LAS IGLESIAS VACÍAS Y SIN MISA SON un buen sitio para pensar.
Para eso han sido diseñadas, supongo, como las bibliotecas: para que el espíritu se eleve, en vez de concentrarse en el propio ombligo, un nudo ciego sin mucho interés. En la imponente catedral de Metz miro los vitrales de un artista que nunca me ha exaltado, Marc Chagall, pero que hoy me gusta, sobre todo por la presencia de Jeremías en las imágenes, ese profeta que se lamenta por la destrucción de la ciudad. Me imagino que Chagall escogió al profeta de las Lamentaciones por la cercanía de Verdun, aquí en la Lorena.
Los franceses son sutiles. Si se traen a un grupo de escritores colombianos a visitar Verdun el 11 de noviembre (día de fiesta nacional en que se celebra el final de la Primera Guerra Mundial), creo que puede ser para que ese estilo quejumbroso que tenemos nosotros (el horror de Colombia, el país más violento del mundo, el infierno nacional, las masacres, los secuestrados, los desaparecidos, los desplazados, en fin, todas nuestras miserias) pueda ser visto en unas dimensiones más realistas y menos lloronas.
Algunos de ustedes recordarán que en la Batalla de Verdun (1916) murieron cientos de miles de alemanes y franceses, y otros cientos de miles quedaron mutilados y lisiados de por vida. En esta sola batalla perecieron más personas que todas las que han muerto en Colombia en los últimos 30 años de combates entre guerrilleros, militares y paramilitares. En la disputa de una colina los soldados de ambos bandos caminaban por encima de los cadáveres caídos en los asaltos anteriores y los solos cuerpos apiñados entre la chatarra aumentaron un metro y medio la altura de la montaña. En el monumento a la memoria de Verdun hay kilómetros de huesos sin nombre, apilados a lado y lado, y todavía hoy es posible hallar calaveras y tibias en los bosques circundantes. En esa carnicería, en esa máquina de muerte europea, medio millón de familias francesas y alemanas perdieron a sus hijos más jóvenes, muchos de ellos menores de 20 años.

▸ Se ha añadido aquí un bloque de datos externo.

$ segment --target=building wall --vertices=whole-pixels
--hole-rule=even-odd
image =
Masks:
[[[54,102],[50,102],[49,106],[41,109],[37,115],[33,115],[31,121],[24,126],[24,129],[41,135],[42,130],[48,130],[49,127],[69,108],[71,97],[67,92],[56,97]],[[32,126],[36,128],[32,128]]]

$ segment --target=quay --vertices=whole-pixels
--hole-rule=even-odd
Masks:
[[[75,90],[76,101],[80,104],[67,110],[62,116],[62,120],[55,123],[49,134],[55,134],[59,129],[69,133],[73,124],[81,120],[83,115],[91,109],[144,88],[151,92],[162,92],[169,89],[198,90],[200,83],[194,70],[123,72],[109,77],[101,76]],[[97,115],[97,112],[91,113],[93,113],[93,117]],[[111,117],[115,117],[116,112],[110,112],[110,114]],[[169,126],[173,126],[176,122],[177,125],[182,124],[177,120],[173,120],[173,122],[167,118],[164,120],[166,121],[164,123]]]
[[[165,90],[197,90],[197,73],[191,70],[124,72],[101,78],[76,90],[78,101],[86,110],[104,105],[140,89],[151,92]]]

Después de ver el campo de batalla de Verdun, veo los vitrales de Chagall en la catedral de Metz y recuerdo las Lamentaciones de Jeremías en la Biblia: los hijos han perdido a sus padres, los padres a sus hijos; hay que comprar el agua y pagar la leña; nos quitaron las casas y la tierra. ¿A eso vinimos los escritores colombianos a Francia? ¿A lamentarnos como Jeremías de nuestras desgracias nacionales? Me niego a hacerlo y prefiero hablar de otras cosas.

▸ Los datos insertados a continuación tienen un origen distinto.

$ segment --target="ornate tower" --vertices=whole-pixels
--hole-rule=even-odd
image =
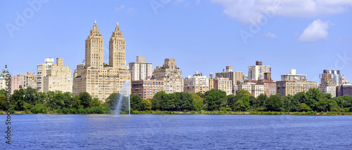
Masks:
[[[96,26],[96,21],[85,43],[85,66],[103,68],[103,40]]]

En la misma Lorena nos dan una comida con quesos de la región, un pan perfecto y vino de Alsacia. En ese momento se me viene a la cabeza un viejo apunte de Alberto Aguirre que parece banal, pero que bien pensado no lo es: “¿Qué se puede esperar de un país que no produce queso sino quesito?”. Y mezclando a Aguirre con Verdun, se me ocurre otra pregunta parecida: ¿Qué se puede esperar de un país que no ha tenido guerras, sino guerrillas, es decir, guerritas? Claro que uno puede envidiarle a Francia sus quesos, pero no la Batalla de Verdun. Es una bendición que nuestras guerritas no hayan sido nunca como las guerras de ellos (70 millones de muertos en la Segunda Guerra Mundial). Pero no puede ser que nuestra situación se convierta en una jeremiada permanente, en una quejadera eterna por nuestra violencia insoluble y de mediana intensidad.

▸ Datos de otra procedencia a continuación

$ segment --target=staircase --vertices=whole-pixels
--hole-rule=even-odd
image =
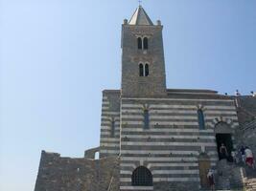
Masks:
[[[256,190],[256,178],[244,180],[245,191],[255,191]]]
[[[256,169],[221,160],[217,171],[217,190],[256,191]]]
[[[245,191],[256,191],[256,170],[245,166],[244,171],[244,182]]]

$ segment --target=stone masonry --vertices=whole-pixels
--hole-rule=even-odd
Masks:
[[[141,6],[124,20],[121,90],[103,91],[100,146],[81,159],[42,151],[35,191],[198,191],[209,168],[219,189],[243,189],[243,167],[219,150],[256,152],[256,98],[167,89],[162,30]]]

Visto desde Francia, Colombia parece un país empantanado en sus propias pequeñeces: quesitos y guerrillas y guerritas. Un país chiquito, lleno de mezquindades entre ricos de medio pelo, falto de rigor y de eso que los franceses llaman “Grandeur”. Sí: quizá, en un país tan grande como el que tenemos, lo que más falta nos ha hecho es grandeza. Todo lo hacemos estrecho: las avenidas, los parques (tan estrechos que les decimos parques a lo que apenas son plazas). Vista desde Verdun, incluso nuestra horrible violencia parece una guerrita sin heroísmo, sin grandeza y sin futuro. Quesos y guerras las de Europa: lo nuestro es el quesito y la guerrilla.